None of this is to say that Ramirez necessarily deserves a call-up to the US Men’s National Team. Lots of strikers are playing on his level right now. Of the seven forwards named to the Gold Cup long list, three are proven and deserving: Jozy Altidore, Clint Dempsey, and Jordan Morris.
However, when you are looking over the other four forwards, Ramirez’s snub is truly mystifying. Chris Wondolowski is a player unfairly maligned by some fans of the US Men’s National Team. That said, the San Jose poacher is 34 and his strike rate is diminishing with his age. The Gold Cup offers us a chance to look at players who may be outside the World Cup roster. Does Arena really need a closer look at a player who he knows so well?
We have only begun to see what Ramirez can do on a higher stage and it is unfortunate that we won’t yet be able to see him tested on the national level.
Juan Agudelo, while not the future American superstar he was hyped up to be in his youth, is a talented forward and having a good 2017. However, he has never scored double-digit goals in his career. In his four professional seasons, Ramirez has never failed to score in the double digits. Agudelo is young, though, and having a good season, so his addition to this squad makes sense.

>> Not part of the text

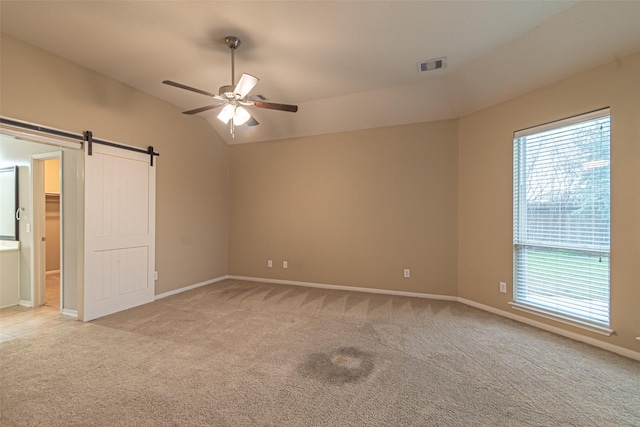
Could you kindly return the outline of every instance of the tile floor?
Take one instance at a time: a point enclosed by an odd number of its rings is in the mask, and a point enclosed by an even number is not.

Dom Dwyer is newly eligible to play for the US Men’s National Team and it had been long assumed that he would eventually get a look under Arena. Dwyer adds a level of physicality to the strike-force for the US team. Dwyer also has a pretty good and consistent goal-scoring rate over the last few seasons and so Arena wanting to take a look at him makes sense as well.
C.J. Sapong’s inclusion in the long list is something of a mystery. The Union striker is off to a very promising 2017, but is 28 and has never scored in the double digits in any of his previous six seasons. Sapong is certainly more of a physical forward than Ramirez, but does he really offer more than Dwyer in that role?
Ramirez is not in the top tier of American strikers such as Bobby Wood, Altidore, Dempsey, or Morris. However, it is quite clear that he deserves to be ranked among this second tier of talent and to be in the same discussion as Agudelo and Dwyer. He has Wondolowski’s eye for goal, but has softer feet and has added a level of hold-up play to his game recently.
Ramirez’s success in NASL continues to be discounted by observers, a reminder of an arrogant myopia that continues to infect MLS coaches.
Unlike these other players, Ramirez is also relatively untested on a higher level. We have seen what all of these other strikers can do in MLS and, in some cases, on the national team. We have only begun to see what Ramirez can do, though, and it is unfortunate that we won’t yet be able to see him tested on the national level.
That Ramirez should have to prove himself is understandable — a good run of form is not the only criterion for a national team call-up. But his success in NASL continues to be discounted by observers, a reminder of an arrogant myopia that continues to infect MLS coaches.
Throughout his career so far, Ramirez had a couple of dry-patches in form, but continued to prove his skeptics wrong. He started celebrating goals with a hand twist next to his head, a signal, he says, that he can’t hear his doubters.
Now that Ramirez is in MLS, he is scoring goals and continuing to prove himself. If he took Minnesota’s penalty kicks, he would likely be even higher in the goal-scoring charts (Kevin Molino has taken three penalty kicks so far this season).
Ramirez’s uncommon path toward success also seems to be the reason for his exclusion. Arena’s roster, despite bringing in 40 players, takes minimal chances: Kenny Saief gets his first call, Tommy McNamara was finally called in, and perennially ignored Eric Lichaj returns to the fold. These few chances are balanced by some extremely safe choices such as Gyasi Zardes, who Arena knows well, but who also seems to have had his feet replaced with anvils in recent months.
Hopefully Ramirez’s snub will continue to drive him forward and he will continue to play with a substantially-sized chip on his shoulder. He may get an eventual call-up to the January “Camp Cupcake” US Men’s National Team camp, but in a World Cup year, he will be fighting against the extremely thin odds of going from outsider to World Cup roster.